Ninguém socorre a União. Em tese, o pensamento é que a União pode emitir dinheiro ou título da dívida, tem uma flexibilidade financeira que os Estados não têm mais. Só que essa flexibildade financeira não é uma árvore de dinheiro, e ela está bem na risca.
O STF tende a ficar do lado de quem se diz mais fraco?
Na verdade o que o STF quer mesmo, e acaba não sabendo como fazer, é exercer o grande papel de guardião dos direitos fundamentais da Constituição e prover serviço público da melhor qualidade para todo mundo. Esse é o argumento dele. As políticas públicas precisam ser feitas nos Estados e elas dependem do dinheiro da União. Só que a Constituição Federal foi estabelecida sobre uma base de direito fundamental muito grande e não percebeu que o fiscal não tinha como dar conta de todos. Acho que o STF ainda está muito mais focado em direito fundamental e pouco focado em questão fiscal.
O STF precisa conciliar mais o direito fundamental com equilíbrio fiscal?
Isso. O STF fala que a população não pode ser prejudicada pelo governador inadimplente, por exemplo. Só que quando você continua repassando uma verba para esse governador inadimplente, você está repassando uma verba que ele não está nem aplicando na população. Segundo ponto: aquilo vai gerar um desequilíbrio fiscal, que vai prejudicar a população. O STF tem que entender que equilíbrio fiscal anda junto com a garantia de direito fundamental. É horrível, mas tem um livro que fala do custo do direito: se não há dinheiro, você não tem direito - direitos sociais, neste caso. Como a União vai fazer política pública se não tem dinheiro?

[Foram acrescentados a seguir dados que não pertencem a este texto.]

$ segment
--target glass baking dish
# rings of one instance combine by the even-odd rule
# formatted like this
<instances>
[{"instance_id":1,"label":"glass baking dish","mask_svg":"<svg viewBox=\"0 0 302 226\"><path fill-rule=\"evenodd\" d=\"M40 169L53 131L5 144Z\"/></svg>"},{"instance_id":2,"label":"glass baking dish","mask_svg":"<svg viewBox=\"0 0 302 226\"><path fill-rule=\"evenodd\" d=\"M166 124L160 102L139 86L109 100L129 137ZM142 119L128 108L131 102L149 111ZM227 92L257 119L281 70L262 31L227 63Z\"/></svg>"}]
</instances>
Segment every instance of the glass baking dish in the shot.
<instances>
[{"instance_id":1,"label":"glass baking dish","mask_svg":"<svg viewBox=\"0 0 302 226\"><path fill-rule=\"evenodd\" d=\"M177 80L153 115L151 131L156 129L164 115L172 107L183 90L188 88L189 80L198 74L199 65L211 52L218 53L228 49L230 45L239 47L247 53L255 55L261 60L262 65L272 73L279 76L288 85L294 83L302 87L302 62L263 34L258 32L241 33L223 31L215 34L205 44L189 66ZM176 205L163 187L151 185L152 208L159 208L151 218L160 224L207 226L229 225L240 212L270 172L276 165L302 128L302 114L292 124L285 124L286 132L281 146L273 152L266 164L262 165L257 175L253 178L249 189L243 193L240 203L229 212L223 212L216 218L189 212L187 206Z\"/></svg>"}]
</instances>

Os Estados são de fato indefesos?
Os Estados têm muitos problemas, mas se a trava fosse realmente tão grande, não tinha Estados que conseguiram sair da inadimplência, como Espírito Santo ou Ceará. O problema é que, quando você teve um aumento de distribuição (de dinheiro) para os Estados, quase tudo aquilo foi usado para aumentar despesa com pessoal, não para fazer investimento. Aumentar gasto com pessoal é uma medida muito populista. O Brasil é um país populista, e quanto mais próxima a pessoa está do governante, mais populista ele será. Isso é um clássico da ciência política. Então não é que eles estão indefesos. Eles estão presos numa carcaça, só que o nível de prisão foram eles que construíram. E é muito difícil reverter, porque eles não têm instrumentos para conseguir apertar a máquina pública. Mas se eles tivessem, fariam (o aperto)? Não sei.